Hauser says that “Arm could not raise the $10bn it was hoping to attract on the London market.” Last week Irish constructi­on firm Kingspan became the latest company to announce plans to delist from London. The run of delistings wouldn’t be so bad if the City could attract new flotations. Yet in the first three months of 2023, London’s main market saw only two initial public offerings (IPOs) raising a total of £63m, says John-Paul Ford Rojas in the Daily Mail. That’s 99% below the record £5.7bn for the first quarter of 2021.

Pension funds buy bonds

Amsterdam is now the “go-to listing venue in Europe” , say Swetha Gopinath and Michael Msika on Bloomberg. Last year, London accounted for just 8% of European IPO proceeds, the lowest since 2009. Average daily traded volume on the FTSE All-Share index has plunged from £15bn to £4.7bn since 2007. The UK market’s decline “began well before Brexit”. In the early 2000s the British government changed pension accounting rules. The result?
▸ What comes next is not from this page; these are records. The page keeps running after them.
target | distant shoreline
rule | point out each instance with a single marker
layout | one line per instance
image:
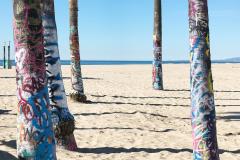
(115, 62)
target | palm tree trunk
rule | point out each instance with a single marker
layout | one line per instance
(77, 82)
(63, 120)
(205, 145)
(35, 137)
(157, 43)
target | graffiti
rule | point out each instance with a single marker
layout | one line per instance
(76, 77)
(57, 95)
(202, 98)
(35, 137)
(157, 45)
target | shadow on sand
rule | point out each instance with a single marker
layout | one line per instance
(125, 128)
(111, 150)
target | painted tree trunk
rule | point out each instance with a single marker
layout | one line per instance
(205, 145)
(9, 65)
(77, 82)
(35, 136)
(157, 43)
(63, 120)
(4, 56)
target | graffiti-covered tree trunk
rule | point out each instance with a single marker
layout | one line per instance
(77, 82)
(35, 136)
(63, 120)
(157, 44)
(202, 99)
(4, 56)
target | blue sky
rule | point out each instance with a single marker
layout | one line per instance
(122, 29)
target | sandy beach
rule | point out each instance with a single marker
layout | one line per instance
(126, 119)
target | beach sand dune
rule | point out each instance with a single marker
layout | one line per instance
(125, 119)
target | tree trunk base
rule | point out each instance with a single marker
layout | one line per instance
(64, 135)
(157, 87)
(78, 97)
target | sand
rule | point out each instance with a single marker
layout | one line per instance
(128, 120)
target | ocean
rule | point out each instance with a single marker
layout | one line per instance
(114, 62)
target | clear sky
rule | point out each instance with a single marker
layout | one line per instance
(122, 29)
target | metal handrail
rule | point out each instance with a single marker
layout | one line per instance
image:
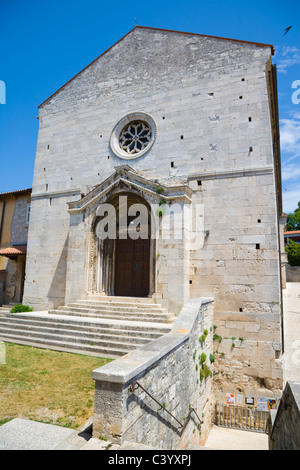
(135, 385)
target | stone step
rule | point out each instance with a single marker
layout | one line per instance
(82, 341)
(75, 326)
(118, 306)
(85, 336)
(72, 347)
(146, 317)
(82, 335)
(113, 298)
(91, 321)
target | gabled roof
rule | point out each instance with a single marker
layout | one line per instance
(18, 192)
(163, 30)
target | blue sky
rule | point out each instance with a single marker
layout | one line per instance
(44, 44)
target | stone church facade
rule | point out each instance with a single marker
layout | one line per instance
(186, 126)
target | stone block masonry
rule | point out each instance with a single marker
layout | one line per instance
(213, 103)
(170, 370)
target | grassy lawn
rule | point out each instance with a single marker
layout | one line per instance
(49, 386)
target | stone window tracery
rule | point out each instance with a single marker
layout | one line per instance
(133, 135)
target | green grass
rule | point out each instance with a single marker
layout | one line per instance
(48, 386)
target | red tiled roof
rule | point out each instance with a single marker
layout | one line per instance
(257, 44)
(18, 191)
(13, 251)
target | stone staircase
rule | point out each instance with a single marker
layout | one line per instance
(104, 326)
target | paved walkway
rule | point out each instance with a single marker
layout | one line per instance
(235, 439)
(24, 434)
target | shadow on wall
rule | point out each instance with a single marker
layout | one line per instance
(57, 290)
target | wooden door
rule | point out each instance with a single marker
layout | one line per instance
(132, 267)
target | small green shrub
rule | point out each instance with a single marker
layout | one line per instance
(202, 358)
(293, 253)
(21, 308)
(217, 338)
(212, 358)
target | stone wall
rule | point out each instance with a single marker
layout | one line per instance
(169, 369)
(292, 273)
(284, 426)
(211, 100)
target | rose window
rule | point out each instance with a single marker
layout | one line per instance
(135, 137)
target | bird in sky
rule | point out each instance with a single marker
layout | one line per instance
(287, 30)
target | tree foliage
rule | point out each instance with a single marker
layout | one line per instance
(293, 251)
(293, 220)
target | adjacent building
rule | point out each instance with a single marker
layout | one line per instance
(186, 127)
(14, 223)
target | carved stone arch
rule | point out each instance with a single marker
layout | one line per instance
(104, 254)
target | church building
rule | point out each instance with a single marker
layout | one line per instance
(157, 175)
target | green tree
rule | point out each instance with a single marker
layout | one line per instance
(293, 220)
(293, 251)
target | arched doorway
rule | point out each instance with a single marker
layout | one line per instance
(124, 265)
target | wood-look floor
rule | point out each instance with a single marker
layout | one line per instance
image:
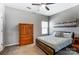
(22, 50)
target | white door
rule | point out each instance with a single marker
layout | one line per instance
(1, 26)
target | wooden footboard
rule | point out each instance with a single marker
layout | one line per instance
(48, 50)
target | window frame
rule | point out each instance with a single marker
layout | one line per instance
(43, 27)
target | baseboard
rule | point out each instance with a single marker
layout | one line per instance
(11, 44)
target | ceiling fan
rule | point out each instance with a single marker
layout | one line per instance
(43, 4)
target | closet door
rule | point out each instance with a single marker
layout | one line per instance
(1, 26)
(26, 34)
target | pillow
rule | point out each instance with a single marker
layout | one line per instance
(59, 34)
(67, 35)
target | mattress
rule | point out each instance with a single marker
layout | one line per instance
(56, 43)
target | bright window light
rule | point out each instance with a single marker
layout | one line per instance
(44, 27)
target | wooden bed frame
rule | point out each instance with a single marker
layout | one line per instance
(47, 49)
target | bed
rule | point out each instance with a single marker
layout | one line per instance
(51, 44)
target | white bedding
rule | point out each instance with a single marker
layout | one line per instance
(55, 42)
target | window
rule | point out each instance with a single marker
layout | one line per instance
(44, 27)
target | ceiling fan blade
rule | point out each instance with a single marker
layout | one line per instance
(49, 3)
(35, 4)
(47, 8)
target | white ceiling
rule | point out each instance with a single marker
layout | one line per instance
(54, 8)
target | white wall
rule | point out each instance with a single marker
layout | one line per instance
(13, 17)
(67, 15)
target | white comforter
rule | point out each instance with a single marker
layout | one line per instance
(55, 42)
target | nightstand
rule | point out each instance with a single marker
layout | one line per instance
(75, 44)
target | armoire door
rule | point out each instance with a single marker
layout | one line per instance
(26, 33)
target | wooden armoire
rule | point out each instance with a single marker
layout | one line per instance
(25, 34)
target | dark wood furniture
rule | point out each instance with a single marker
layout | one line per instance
(25, 34)
(47, 49)
(75, 44)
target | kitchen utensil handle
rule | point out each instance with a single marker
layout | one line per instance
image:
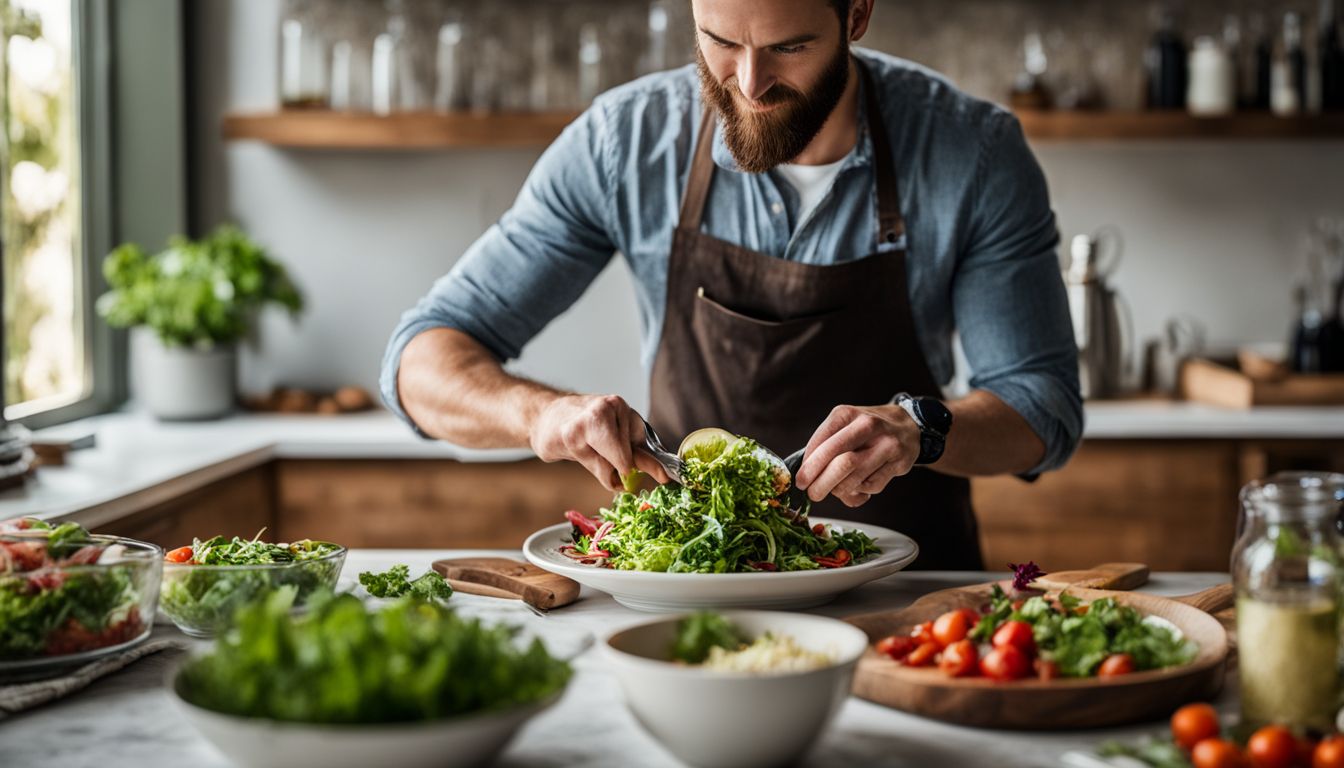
(1211, 600)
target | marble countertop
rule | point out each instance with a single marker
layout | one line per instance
(128, 718)
(136, 457)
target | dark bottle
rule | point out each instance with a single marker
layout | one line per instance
(1262, 65)
(1296, 58)
(1305, 347)
(1165, 61)
(1331, 55)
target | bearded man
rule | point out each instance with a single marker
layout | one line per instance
(808, 223)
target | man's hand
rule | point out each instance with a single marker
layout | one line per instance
(600, 432)
(856, 452)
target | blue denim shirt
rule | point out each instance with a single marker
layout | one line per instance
(981, 236)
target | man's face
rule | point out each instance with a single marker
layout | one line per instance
(774, 70)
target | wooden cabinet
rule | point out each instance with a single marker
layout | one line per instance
(241, 505)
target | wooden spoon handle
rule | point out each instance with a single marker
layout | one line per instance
(1211, 600)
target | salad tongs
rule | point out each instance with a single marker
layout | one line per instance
(653, 444)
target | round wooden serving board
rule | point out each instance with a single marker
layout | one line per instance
(1040, 705)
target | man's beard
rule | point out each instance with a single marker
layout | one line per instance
(761, 141)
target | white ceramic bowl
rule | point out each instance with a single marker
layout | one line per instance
(256, 743)
(737, 720)
(792, 591)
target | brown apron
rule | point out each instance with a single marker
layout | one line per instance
(766, 347)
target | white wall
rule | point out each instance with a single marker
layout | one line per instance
(1211, 229)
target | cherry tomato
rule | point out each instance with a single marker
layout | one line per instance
(1046, 670)
(922, 632)
(1116, 665)
(1016, 634)
(1272, 747)
(953, 626)
(1192, 724)
(960, 659)
(1216, 753)
(922, 657)
(1329, 753)
(180, 554)
(897, 646)
(1004, 663)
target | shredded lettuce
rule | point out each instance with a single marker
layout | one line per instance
(726, 518)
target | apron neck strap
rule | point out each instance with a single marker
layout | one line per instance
(890, 222)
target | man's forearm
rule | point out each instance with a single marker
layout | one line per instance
(988, 437)
(454, 389)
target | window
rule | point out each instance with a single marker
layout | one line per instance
(47, 357)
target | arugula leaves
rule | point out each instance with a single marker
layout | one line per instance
(725, 519)
(1079, 642)
(699, 632)
(343, 663)
(393, 583)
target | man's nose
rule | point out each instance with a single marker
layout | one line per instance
(754, 77)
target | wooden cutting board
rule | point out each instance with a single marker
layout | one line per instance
(1062, 704)
(510, 579)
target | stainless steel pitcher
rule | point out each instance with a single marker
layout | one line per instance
(1101, 335)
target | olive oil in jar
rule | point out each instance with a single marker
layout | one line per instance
(1288, 662)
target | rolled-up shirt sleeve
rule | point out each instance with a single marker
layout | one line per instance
(1010, 300)
(531, 265)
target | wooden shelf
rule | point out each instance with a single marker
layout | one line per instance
(320, 129)
(1175, 125)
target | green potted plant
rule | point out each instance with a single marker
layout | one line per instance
(188, 307)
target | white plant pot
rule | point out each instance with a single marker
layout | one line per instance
(178, 384)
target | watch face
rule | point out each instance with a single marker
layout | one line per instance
(934, 414)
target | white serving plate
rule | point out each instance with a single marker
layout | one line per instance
(651, 591)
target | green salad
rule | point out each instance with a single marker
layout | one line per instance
(729, 517)
(344, 663)
(51, 605)
(207, 581)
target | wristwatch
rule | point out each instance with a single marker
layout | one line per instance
(934, 421)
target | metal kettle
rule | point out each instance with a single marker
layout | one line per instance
(1096, 308)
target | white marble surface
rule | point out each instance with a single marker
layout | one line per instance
(136, 456)
(129, 720)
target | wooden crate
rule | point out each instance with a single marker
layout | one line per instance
(1227, 385)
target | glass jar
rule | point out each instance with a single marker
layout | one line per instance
(303, 55)
(1286, 573)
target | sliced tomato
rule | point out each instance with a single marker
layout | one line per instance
(960, 659)
(180, 554)
(1016, 634)
(897, 646)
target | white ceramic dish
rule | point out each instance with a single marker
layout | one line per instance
(737, 720)
(256, 743)
(645, 591)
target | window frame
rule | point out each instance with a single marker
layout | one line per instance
(129, 67)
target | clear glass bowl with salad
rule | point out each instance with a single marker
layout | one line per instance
(69, 595)
(206, 583)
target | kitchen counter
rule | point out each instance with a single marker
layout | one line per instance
(140, 462)
(131, 720)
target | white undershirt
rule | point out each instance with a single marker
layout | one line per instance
(812, 183)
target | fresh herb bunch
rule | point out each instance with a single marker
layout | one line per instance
(395, 583)
(203, 600)
(49, 611)
(726, 518)
(1079, 642)
(195, 292)
(699, 632)
(342, 663)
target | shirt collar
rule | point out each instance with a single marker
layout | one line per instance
(859, 156)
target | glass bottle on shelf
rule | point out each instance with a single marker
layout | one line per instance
(303, 57)
(1286, 574)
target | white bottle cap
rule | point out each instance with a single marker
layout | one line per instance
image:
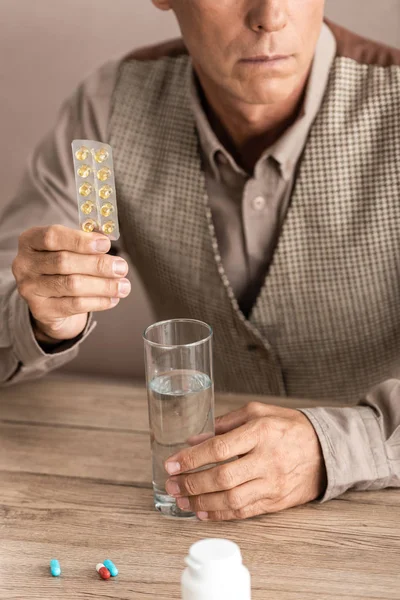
(215, 572)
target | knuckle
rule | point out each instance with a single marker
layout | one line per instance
(254, 409)
(16, 267)
(111, 287)
(101, 264)
(62, 262)
(225, 478)
(73, 283)
(105, 303)
(235, 499)
(35, 307)
(220, 449)
(190, 486)
(24, 289)
(241, 513)
(218, 516)
(199, 503)
(50, 237)
(77, 305)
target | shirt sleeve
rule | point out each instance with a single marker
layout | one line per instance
(361, 444)
(47, 196)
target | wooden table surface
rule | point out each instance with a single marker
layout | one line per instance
(75, 484)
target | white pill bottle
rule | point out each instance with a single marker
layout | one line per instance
(215, 572)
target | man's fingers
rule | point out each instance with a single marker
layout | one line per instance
(57, 237)
(237, 498)
(252, 410)
(56, 308)
(230, 421)
(67, 263)
(58, 286)
(217, 449)
(221, 477)
(261, 507)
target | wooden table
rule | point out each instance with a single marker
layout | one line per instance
(75, 485)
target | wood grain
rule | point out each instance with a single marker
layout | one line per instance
(75, 485)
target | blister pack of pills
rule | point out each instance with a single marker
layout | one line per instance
(95, 187)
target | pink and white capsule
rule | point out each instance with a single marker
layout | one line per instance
(103, 571)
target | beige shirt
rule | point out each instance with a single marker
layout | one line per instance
(248, 213)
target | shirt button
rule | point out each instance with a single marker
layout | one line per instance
(221, 158)
(259, 203)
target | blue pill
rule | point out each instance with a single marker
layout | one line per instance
(111, 567)
(55, 569)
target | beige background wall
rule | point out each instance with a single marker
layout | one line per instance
(46, 47)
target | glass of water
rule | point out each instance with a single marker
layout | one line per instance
(179, 376)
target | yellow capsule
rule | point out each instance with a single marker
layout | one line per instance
(85, 190)
(89, 225)
(108, 227)
(87, 207)
(104, 174)
(105, 192)
(107, 209)
(82, 153)
(101, 155)
(84, 171)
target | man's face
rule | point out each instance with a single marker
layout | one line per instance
(222, 35)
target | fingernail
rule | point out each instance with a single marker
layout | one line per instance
(172, 488)
(172, 468)
(119, 267)
(183, 503)
(124, 287)
(202, 516)
(101, 245)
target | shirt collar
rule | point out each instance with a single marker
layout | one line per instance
(287, 149)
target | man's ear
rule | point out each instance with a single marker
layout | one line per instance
(162, 4)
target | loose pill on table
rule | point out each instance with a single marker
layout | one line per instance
(103, 571)
(55, 568)
(111, 567)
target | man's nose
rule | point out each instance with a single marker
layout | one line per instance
(268, 15)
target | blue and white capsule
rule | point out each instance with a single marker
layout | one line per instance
(111, 567)
(55, 568)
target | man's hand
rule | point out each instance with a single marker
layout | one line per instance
(278, 463)
(63, 274)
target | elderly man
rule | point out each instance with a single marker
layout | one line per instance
(257, 166)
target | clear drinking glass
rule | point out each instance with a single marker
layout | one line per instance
(180, 388)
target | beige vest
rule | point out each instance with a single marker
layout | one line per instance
(327, 319)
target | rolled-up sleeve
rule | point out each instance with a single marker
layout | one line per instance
(47, 196)
(361, 444)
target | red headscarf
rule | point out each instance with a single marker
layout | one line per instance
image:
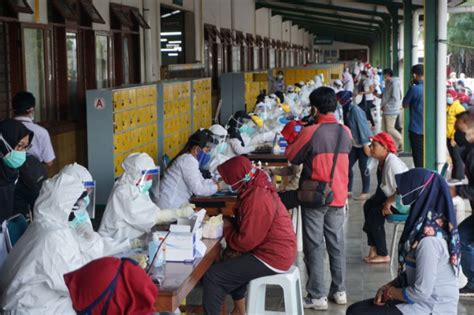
(134, 292)
(291, 131)
(386, 140)
(236, 169)
(453, 93)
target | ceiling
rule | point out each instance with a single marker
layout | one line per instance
(354, 21)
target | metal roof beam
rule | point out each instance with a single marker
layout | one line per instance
(333, 17)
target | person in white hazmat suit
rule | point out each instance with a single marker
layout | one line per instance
(31, 280)
(183, 178)
(240, 134)
(130, 212)
(218, 152)
(92, 244)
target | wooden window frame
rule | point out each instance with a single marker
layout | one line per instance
(49, 109)
(91, 10)
(26, 8)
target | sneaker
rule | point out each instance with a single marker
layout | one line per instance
(466, 292)
(339, 298)
(320, 304)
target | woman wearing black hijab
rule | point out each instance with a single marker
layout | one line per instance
(428, 252)
(15, 140)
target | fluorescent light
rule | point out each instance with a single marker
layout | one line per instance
(170, 49)
(170, 33)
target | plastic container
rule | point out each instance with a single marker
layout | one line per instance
(153, 247)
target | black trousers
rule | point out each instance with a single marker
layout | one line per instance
(368, 307)
(416, 142)
(458, 165)
(374, 224)
(230, 277)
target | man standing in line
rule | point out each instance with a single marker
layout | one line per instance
(391, 103)
(414, 101)
(315, 148)
(24, 109)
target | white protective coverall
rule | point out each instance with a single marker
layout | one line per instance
(129, 212)
(183, 179)
(92, 244)
(31, 280)
(218, 155)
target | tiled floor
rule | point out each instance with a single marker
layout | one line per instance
(363, 280)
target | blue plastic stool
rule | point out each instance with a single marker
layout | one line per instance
(396, 219)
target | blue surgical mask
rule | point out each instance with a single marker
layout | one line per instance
(15, 159)
(80, 216)
(404, 209)
(247, 129)
(145, 186)
(203, 159)
(87, 201)
(222, 147)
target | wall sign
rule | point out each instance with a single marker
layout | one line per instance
(99, 103)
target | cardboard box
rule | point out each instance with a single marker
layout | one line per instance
(180, 247)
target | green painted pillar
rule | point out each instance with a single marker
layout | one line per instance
(431, 25)
(407, 64)
(395, 30)
(388, 40)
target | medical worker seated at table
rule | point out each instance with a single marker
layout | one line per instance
(428, 252)
(130, 212)
(239, 134)
(182, 178)
(92, 244)
(31, 279)
(130, 290)
(262, 233)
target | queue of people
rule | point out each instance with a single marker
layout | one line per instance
(41, 275)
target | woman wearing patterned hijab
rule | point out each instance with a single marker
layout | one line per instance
(429, 252)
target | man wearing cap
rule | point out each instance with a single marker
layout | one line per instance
(24, 109)
(391, 104)
(354, 118)
(413, 100)
(383, 149)
(454, 108)
(315, 147)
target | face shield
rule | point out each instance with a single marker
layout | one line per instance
(89, 199)
(150, 180)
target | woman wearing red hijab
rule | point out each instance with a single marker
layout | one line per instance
(262, 232)
(111, 286)
(383, 149)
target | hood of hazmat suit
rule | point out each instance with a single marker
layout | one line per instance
(129, 212)
(92, 244)
(218, 152)
(31, 279)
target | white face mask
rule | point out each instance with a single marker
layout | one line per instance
(371, 165)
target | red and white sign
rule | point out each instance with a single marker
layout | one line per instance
(99, 103)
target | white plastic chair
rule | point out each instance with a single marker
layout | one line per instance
(290, 283)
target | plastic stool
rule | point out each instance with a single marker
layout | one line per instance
(288, 281)
(396, 219)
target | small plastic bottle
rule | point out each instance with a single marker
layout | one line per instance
(161, 259)
(153, 247)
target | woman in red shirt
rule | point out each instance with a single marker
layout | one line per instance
(261, 231)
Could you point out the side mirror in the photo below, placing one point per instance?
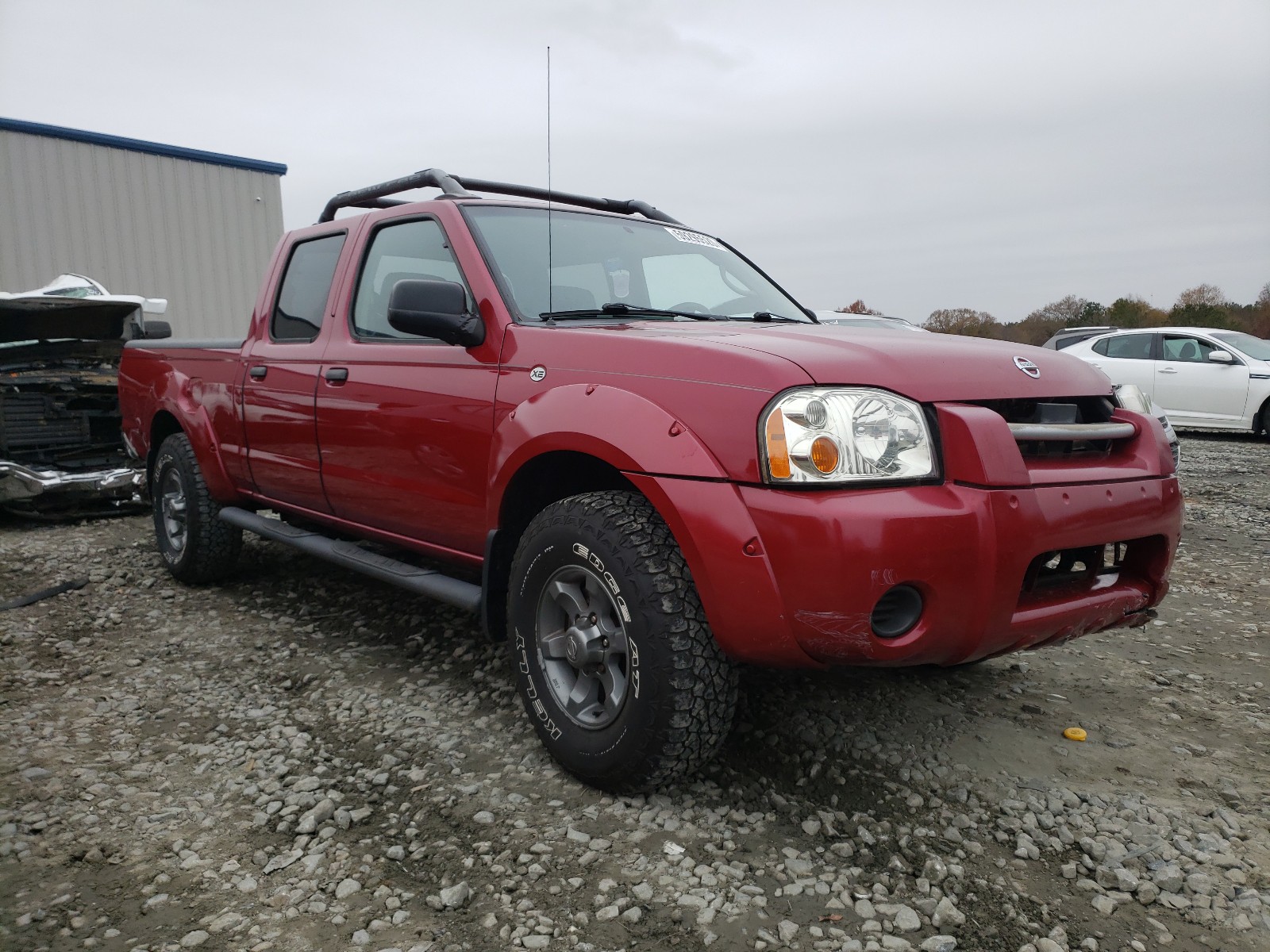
(435, 309)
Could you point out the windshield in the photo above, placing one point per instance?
(1254, 347)
(597, 260)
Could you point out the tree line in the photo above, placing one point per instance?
(1203, 306)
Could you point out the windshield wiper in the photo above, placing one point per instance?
(770, 317)
(616, 309)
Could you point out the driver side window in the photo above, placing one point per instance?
(408, 251)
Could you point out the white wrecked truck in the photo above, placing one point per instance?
(61, 447)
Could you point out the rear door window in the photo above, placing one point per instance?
(298, 314)
(1187, 349)
(1127, 347)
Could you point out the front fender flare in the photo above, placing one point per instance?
(625, 431)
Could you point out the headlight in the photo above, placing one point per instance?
(840, 435)
(1130, 397)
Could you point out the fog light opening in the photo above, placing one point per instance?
(897, 612)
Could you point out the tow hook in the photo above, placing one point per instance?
(1136, 620)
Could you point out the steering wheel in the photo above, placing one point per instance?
(691, 306)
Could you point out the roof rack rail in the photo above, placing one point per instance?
(455, 187)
The share of portfolios that Britain’s defined-benefit plans invested in UK stocks fell from about 50% in 2000 to just 2% by 2021. The London Stock Exchange “effectivel­y lost its biggest source of capital”.

The accounting changes “required companies to disclose the deficits of their defined benefit pension schemes... one consequenc­e of this rule change seems to have been a shift in the asset allocation of... pension funds away from equities and towards bonds”, says Adam Hoyes of Capital Economics. Yet its role in driving the FTSE’s slump has been “overstated of late”. The “bulk of the switch away from equities in the UK pension and insurance industry occurred between 2000 and the early 2010s”, yet the big valuation gap with US shares only emerged after 2016. Perhaps institutio­nal investors are simply “more downbeat on the long-term growth prospects of the UK” and so favour foreign stocks. Still, in turbulent times and with interest rates rising, cheap British shares at least have limited downside, says Philip Coggan in the Financial Times.

The FTSE 100 is on just 12.4 times trailing earnings and yields 3.7%. While pension funds have fled, individual UK investors seem to be keeping the faith, says Charlotte Gifford in The Telegraph. Data from Interactiv­e Investor shows that the average UK investor has a 30% exposure to UK shares, well above the 4% that UK stocks represent as a share of global equities.